Striporama was filmed in color, which was unusual for low-budget burlesque revue films. The production also offered the only color footage of Bettie Page in a speaking role. In the film, Page appears twice: in a comic sequence where she is the shared dream of roommates Diamond and Kay, and later as a harem girl who enjoyed an extended bubble bath. Striporama also saw an early appearance by actress Jeanne Carmen, who had a dialogue-free bit part as a streetwalker that circled the Marinette and Andre dance number.

== Release ==
Striporama was originally released in adults-only theaters that specialized in exploitation films.

== Reception ==
In a contempary reviewVariety wrote: "Striporama is the closest thing to a burlesque show, placed on celluloid, that has been concocted of late, It has all the moss-covered burley comedy skits and routines, and also the strippers and a line of show gals, latter being surprisingly comely. Color of a sort has been added. This all adds up to a very strange conglomeration, but it will do business via the readily exploitable stripper angle. This is one of the few so-called burley pictures that even partly lives up to its sexy lobby display. Some of the stripping sequences have been done with liberal use of closeups. A few of the sexy incidents and the gags are put over with all the adroitness of a sledgehammer. A few of the strippers suffer from being captured too closeup. One of the best parts of this is termed a specialty, "Cinderella's Love Lesson," which is merely Lili St. Cyr doing a modified, original strip. Of the principal strip artists, Rosita Royce and Georgia Sothern shape best. Jack Diamond plays straight, with Mandy Kay and Charles Harris handling the burlesque comic routines."

== Rediscovery ==

Over the years, the last five minutes of original footage became lost. As a public domain film, it had been available from several home video labels. In May 2001, the film had a theatrical re-release in New York City.

== Modern appraisal ==
Critics who reviewed Striporama nearly a half-century after it was created compared its rediscovery to its time capsule plot device.

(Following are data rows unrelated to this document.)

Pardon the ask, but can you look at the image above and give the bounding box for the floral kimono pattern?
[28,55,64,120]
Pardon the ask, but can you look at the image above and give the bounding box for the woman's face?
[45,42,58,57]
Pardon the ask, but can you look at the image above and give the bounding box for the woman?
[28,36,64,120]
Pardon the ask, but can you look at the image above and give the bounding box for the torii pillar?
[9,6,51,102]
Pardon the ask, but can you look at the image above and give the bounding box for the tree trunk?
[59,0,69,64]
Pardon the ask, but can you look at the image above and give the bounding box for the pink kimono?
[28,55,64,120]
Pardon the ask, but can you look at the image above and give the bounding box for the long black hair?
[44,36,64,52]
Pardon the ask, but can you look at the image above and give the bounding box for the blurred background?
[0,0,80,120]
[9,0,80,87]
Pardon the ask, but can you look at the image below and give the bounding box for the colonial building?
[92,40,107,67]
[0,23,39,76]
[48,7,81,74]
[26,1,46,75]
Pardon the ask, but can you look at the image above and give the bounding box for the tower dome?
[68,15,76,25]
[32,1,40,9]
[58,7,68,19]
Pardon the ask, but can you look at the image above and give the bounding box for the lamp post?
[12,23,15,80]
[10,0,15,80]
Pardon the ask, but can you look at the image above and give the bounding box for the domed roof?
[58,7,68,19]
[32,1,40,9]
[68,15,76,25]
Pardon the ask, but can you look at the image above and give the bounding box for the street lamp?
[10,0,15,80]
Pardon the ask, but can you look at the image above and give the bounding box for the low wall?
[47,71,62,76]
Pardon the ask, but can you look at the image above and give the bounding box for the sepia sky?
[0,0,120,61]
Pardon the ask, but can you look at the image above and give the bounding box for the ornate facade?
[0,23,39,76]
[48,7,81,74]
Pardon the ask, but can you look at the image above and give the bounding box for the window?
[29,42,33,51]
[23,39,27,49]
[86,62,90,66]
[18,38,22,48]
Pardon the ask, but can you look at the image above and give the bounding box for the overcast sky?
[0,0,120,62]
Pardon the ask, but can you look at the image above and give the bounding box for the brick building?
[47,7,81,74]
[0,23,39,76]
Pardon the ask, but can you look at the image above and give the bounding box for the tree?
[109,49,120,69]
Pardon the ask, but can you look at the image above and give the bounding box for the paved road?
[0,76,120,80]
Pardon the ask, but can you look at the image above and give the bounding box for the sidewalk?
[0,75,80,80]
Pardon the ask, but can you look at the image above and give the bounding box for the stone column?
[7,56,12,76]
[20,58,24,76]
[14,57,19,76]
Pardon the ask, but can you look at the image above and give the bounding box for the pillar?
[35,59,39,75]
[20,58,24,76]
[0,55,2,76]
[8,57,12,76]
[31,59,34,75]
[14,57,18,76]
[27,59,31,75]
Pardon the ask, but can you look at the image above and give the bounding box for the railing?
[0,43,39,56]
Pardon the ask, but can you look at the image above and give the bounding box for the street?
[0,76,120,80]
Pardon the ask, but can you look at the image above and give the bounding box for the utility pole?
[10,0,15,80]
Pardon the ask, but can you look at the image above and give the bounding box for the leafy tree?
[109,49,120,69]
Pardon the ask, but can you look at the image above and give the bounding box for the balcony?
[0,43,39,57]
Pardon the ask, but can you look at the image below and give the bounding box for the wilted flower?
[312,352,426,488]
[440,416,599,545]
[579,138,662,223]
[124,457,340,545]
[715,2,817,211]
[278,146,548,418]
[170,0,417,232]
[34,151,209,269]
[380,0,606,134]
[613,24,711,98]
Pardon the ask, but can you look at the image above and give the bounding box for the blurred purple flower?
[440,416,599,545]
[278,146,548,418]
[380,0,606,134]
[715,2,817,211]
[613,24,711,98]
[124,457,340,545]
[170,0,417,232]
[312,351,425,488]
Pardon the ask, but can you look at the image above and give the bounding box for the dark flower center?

David Sterritt, writing in the Christian Science Monitor, noted the film was “quite tame despite its lurid title, containing little that would push the boundaries of today's PG-13 rating.”

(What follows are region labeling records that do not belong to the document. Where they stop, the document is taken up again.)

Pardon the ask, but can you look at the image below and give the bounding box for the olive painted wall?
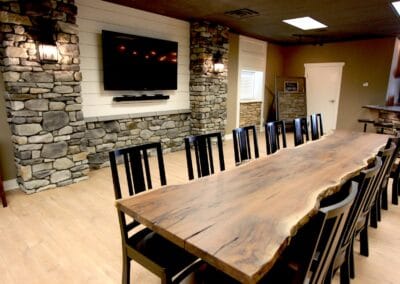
[280,38,395,130]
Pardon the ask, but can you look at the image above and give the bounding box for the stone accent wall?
[86,110,190,169]
[239,102,261,129]
[190,22,229,134]
[0,0,88,193]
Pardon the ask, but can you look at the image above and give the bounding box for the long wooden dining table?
[116,131,388,283]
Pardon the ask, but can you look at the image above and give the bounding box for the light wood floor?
[0,136,400,284]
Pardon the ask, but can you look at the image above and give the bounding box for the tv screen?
[102,30,178,90]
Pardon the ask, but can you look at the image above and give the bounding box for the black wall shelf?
[113,94,169,102]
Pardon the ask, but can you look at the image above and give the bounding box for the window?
[239,70,264,101]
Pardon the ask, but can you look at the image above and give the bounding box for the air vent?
[224,8,260,19]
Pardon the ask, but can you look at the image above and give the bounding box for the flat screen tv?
[102,30,178,91]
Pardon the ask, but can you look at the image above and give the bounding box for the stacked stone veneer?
[0,0,88,193]
[190,22,229,134]
[239,102,262,128]
[86,110,190,168]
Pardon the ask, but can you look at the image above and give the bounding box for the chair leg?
[392,166,400,205]
[122,255,131,284]
[381,185,388,210]
[370,203,378,228]
[360,226,369,256]
[375,196,382,222]
[349,237,356,279]
[340,258,350,284]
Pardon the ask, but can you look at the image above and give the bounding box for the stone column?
[190,22,229,134]
[0,0,88,193]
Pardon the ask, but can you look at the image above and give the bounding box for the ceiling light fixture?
[392,1,400,16]
[283,17,327,31]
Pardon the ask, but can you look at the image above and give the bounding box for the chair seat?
[127,228,197,275]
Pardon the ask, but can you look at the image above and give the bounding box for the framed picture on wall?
[283,81,299,93]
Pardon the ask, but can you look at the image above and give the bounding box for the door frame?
[304,62,345,129]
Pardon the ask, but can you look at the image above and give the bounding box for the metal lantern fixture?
[38,43,58,63]
[213,51,225,73]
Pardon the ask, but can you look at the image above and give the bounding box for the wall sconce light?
[213,51,225,73]
[39,43,58,63]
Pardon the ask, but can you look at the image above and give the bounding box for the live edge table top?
[117,131,388,283]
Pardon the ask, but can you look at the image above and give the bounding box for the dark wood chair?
[185,132,225,180]
[380,137,400,210]
[293,117,310,146]
[390,161,400,205]
[109,143,199,284]
[310,113,324,140]
[260,183,358,284]
[264,120,287,154]
[371,138,400,228]
[0,174,7,207]
[232,125,260,165]
[325,157,382,284]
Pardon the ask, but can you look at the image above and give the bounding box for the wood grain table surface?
[116,131,388,283]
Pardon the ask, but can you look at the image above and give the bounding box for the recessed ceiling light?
[283,16,326,30]
[392,1,400,16]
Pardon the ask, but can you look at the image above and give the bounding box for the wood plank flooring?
[0,134,400,284]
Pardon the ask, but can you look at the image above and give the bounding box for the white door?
[304,62,344,132]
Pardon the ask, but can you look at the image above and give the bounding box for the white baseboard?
[3,179,19,191]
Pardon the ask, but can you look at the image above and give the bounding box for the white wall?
[76,0,190,118]
[386,38,400,103]
[236,35,267,126]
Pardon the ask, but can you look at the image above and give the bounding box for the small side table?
[0,172,7,207]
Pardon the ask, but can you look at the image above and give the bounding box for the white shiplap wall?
[76,0,190,118]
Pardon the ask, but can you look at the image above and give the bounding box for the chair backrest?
[326,156,382,279]
[310,113,324,140]
[109,143,167,199]
[232,125,259,165]
[109,143,167,243]
[362,143,398,215]
[304,183,357,283]
[185,132,225,179]
[264,120,287,154]
[293,117,310,146]
[382,137,400,189]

Michael Atkinson, writing in The Village Voice, found the film “occupying a nudity-free yet salacious middle ground between, say, Singin' in the Rain (the “Beautiful Girl” fashion show is echoed here) and progressive seaminess like Ed Wood and Stephen Apostolof's Orgy of the Dead.”

Armond White, reviewing the film for the New York Press, considered the film “a shabby camp experience, but as a relic of what show business and movies used to be, it instructs one on changing tastes in sex and humor.”